Adaptive Norm-Based Regularization for Neural Networks
For practitioners training neural networks on high-dimensional or correlated data, this work offers improved regularization techniques that outperform standard weight decay and lasso penalties.
The paper introduces two norm-based regularization strategies for neural networks—a covariance-aware ridge penalty and a combined l1-sparsity with covariance-aware l2 penalty—that improve predictive performance and complexity control over standard methods, especially with correlated or high-dimensional features.
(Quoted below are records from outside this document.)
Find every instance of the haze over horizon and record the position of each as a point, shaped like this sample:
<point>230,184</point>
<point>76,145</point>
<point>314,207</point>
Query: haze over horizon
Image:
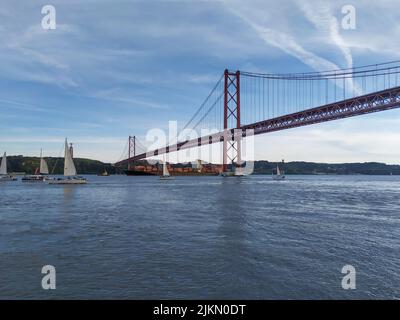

In this paper, we study norm-based regularization methods for neural networks. We compare existing penalization approaches and introduce two regularization strategies that extend classical ridge- and lasso-type penalties to neural network models. The first strategy modifies weight decay by incorporating the covariance structure of the input features into a ridge-type $\ell_2$ penalty, allowing regularization to account for feature dependence. The second combines an $\ell_1$ sparsity penalty with covariance-aware $\ell_2$ regularization, producing neural network weights that are both sparse and structurally informed. Monte Carlo simulations are used to evaluate these methods under different data-generating settings, followed by two real-data applications on building cooling-load prediction and leukemia cell-type classification from high-dimensional gene expression data. Across simulated and real-data examples, the proposed regularizers improve predictive performance on unseen data and provide more effective complexity control than standard norm-based penalties, particularly when features are correlated or high-dimensional.